How to learn Production Quality Code Style for Python in Machine Learning Engineer for free

Who this is for

Machine Learning Engineers and Data Scientists moving code from notebooks to production. If you hand code to others (data platform, backend, DevOps) or deploy batch/online ML, this is for you.

Prerequisites

Comfortable with Python basics (functions, modules, virtual environments).
Basic familiarity with pandas, scikit-learn, and reading/writing files.
Know how to run a script from the command line.

Why this matters

Fewer bugs and outages: clear names, types, and tests make failures obvious.
Faster reviews: consistent style means reviewers focus on logic, not formatting.
Reproducibility: deterministic, well-logged code is easier to rerun and debug.
Handoffs: platform and backend teams can integrate your code without guessing intent.
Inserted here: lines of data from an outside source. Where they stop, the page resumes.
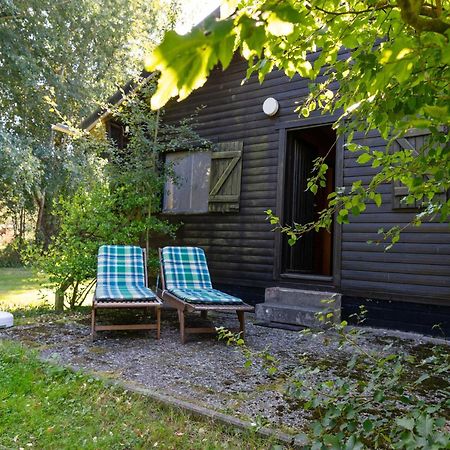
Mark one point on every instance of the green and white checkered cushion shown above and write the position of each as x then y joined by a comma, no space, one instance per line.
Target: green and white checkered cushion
185,267
186,276
205,296
121,274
Real tasks where this shows up

Turning a notebook feature engineering block into a reusable module used by training and inference.
Writing a batch inference script that ops runs nightly with logs and clear exit codes.
Fixing a production bug quickly because logs, types, and small functions isolate the issue.

Concept explained simply

Production code style is the set of readable, repeatable rules that make your Python code predictable for humans and safe for systems. Think of it as traffic rules for your project: consistent lanes (formatting), clear signs (names, docstrings), seatbelts (types, tests), and a dashboard (logging).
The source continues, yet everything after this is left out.